Showing posts with label donuts. Show all posts
Showing posts with label donuts. Show all posts

Saturday, May 26, 2012

Let's do lunch

Like most parents, I want my kids to realize all of their dreams and have all the things I never did. I want them to have a really good life, one that brings them as much happiness as humanly possible.

I also want them to be better people than I am. From the looks of it so far, that's going to be a cakewalk for them.

The other morning was my turn to drive the kids to school. They go to school seven and a half miles from our house, which for those of you keeping score is a fifteen mile round trip. Don't get me started. Anyway, at the freeway offramp we use to get there, there's always a homeless person sitting there. It's not always the same one. They, along with the standard-issue sad-eyed dog and cardboard sign, usually work the ramp a few days in a row before the shift change.

I call it Homeless Depot.

This particular morning my son had to bring a dozen Krispy Kreme donuts to school. We bought two dozen, because we wanted to have a few for ourselves on the way up (we love donut mornings around here). By the time we reached the red light at the top of the offramp, we had half a dozen extra donuts left.

My daughter said, "Dad, give him the donuts."

It took me a minute to realize who "him" was, but then I handed the donut box out the window to the homeless man who gratefully blessed our day and took them.

The next day before she left for school, my daughter put together a lunch for our homeless friend. A real lunch - sandwich, plenty of snacks, several water bottles. My wife took her to school so I didn't actually get to see her give him the lunch, but I heard all about it. He was visibly touched. My daughter and him exchanged God-bless-you's at the same time.

One of my daughter's many strengths is her kind and caring heart (definitely from her mother's side). It's hard to conceive how so much love can fit in one little girl.

But it does. And it only goes to prove what I've known since she arrived.

That she's as beautiful inside as she is outside.

Monday, March 29, 2010

The Talk

All too quickly there comes a time in every parents life where you have to sit your children down and have "the talk." Which is ironic, because I'm still waiting for my parents to have the talk with me.

Anyway, today my wife and I had "the talk" with my daughter.
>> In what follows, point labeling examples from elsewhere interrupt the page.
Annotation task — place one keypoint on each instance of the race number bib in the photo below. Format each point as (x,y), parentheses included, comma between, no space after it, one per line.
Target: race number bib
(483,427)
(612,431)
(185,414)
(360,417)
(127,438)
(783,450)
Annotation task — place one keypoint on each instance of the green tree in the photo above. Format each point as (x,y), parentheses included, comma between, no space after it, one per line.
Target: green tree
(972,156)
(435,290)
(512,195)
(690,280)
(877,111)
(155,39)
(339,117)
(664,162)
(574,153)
Like most parents, we were trying to avoid it for as long as humanly possible. But there was a catalyst we just couldn't ignore: this week she's going to see "the film" that her school show girls when they begin the sex education part of the curriculum.

Before they show "the film", the school sends home a permission slip for parents to sign.  I imagine a lot of parents sign it with a huge sense of relief that the school will now be doing a job they're too embarrassed to do.

We didn't see it that way. We thought she should hear it from us first.

As we started to talk to her, my ten-year-old daughter turned red, pulled the blanket over her face and laughed a whole lot while we explained how things work and where babies come from. But a little while into it, she quieted down and really listened. Then she asked questions. Then she understood.

My invaluable contribution was teaching her important phrases, like "put it back in your pants", "zip it" and "I don't care if you're happy to see me."

So right about now the wife and I are feeling pretty proud of the mature way we tackled "the talk." If it hadn't gone so well, I was ready with Plan B.

But I guess now I can put the donuts and hot dogs away.